Between 2007 and 2020, the Department of Veterans Affairs (VA) denied 78 percent of veteran disability claims due to toxic burn pit exposure. Two frequent causes for denial among the 315,000 veterans whose requests for care at government cost were denied were “no diagnosis of the claimed condition” and “no medical nexus between the claimed condition and military service.”
Prior to the implementation of the PACT Act, veterans were required to prove that their health condition was the result of military service to qualify for benefits – an ordeal that frequently required hiring independent medical professionals, thus making it unaffordable for many who served. Now, former service members who were deployed in Iraq or Afghanistan with any of 23 conditions including many cancers, chronic bronchitis and sinusitis, and pulmonary fibrosis are automatically eligible for benefits.
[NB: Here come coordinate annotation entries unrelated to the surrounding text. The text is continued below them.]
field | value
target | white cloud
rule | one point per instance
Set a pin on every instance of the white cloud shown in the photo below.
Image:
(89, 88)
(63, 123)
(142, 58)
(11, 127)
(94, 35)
Additionally, the legislation requires the VA provide toxic exposure screening to every veteran enrolled in VA health care.
The PACT Act additionally expands health benefits for prior service members in myriad ways. The legislation expands benefits for veterans who may have been exposed to radiation during the Cold War or Agent Orange during the Vietnam War by adding more presumptive-exposure locations. It extends resources to the VA to ensure that it can deliver prompt service and benefits for eligible veterans, including mechanisms to strengthen claims processing and hire more staff. The legislation further invests in health care for former service members by authorizing 31 major medical health clinics and research facilities across 19 states, which will help the VA improve staff education and treatment related to toxic exposures. The PACT Act also extends the period after a veteran’s departure from the military during which they can request VA benefits from 5 years to 10 years. If a former service member qualifies for benefits during that period, they will be eligible to receive care at government cost indefinitely.
Veterans’ groups have long fought for lawmakers to pass burn pit legislation as former service members have undoubtedly suffered from the negative health consequences of exposure to burn pits, as well as the high cost of medical treatment. Veterans’ advocacy is a component of the “unity agenda,” which aims to build bipartisan consensus.
For too long hundreds of thousands of veterans exposed to toxins during their service were denied the health care they deserve. Service members deserve to be well cared for when they return home. Although the PACT Act will provide well-deserved medical treatment to millions of veterans who were exposed to deadly toxins during their service, the United States has a long way to go in terms of improving treatment of those who have fought for their country.
Statistics indicate that the return to civilian life is far from easy for veterans. Former service members are at increased risk for drug and alcohol abuse for reasons linked to their service, such as trauma related to combat and chronic pain. According to VeteranAddiction.org, more than 80 percent of veterans abuse alcohol and 27 percent abuse illegal drugs.
Although the PACT Act has improved health care for veterans, the civilian victims in Vietnam, Afghanistan, and Iraq (to name a few) are left to their own devices to deal with the sometimes-deadly consequences of US military operations, including toxin exposure and radiation. The Cost of War Project of Brown University was one of the first to highlight the true costs of these military interventions and post 9/11 wars. Veteran healthcare is one of these costs. By bringing hidden costs into the open the Project has made a global impact and perhaps contributed to the PACT Act – which sadly has come too late for some.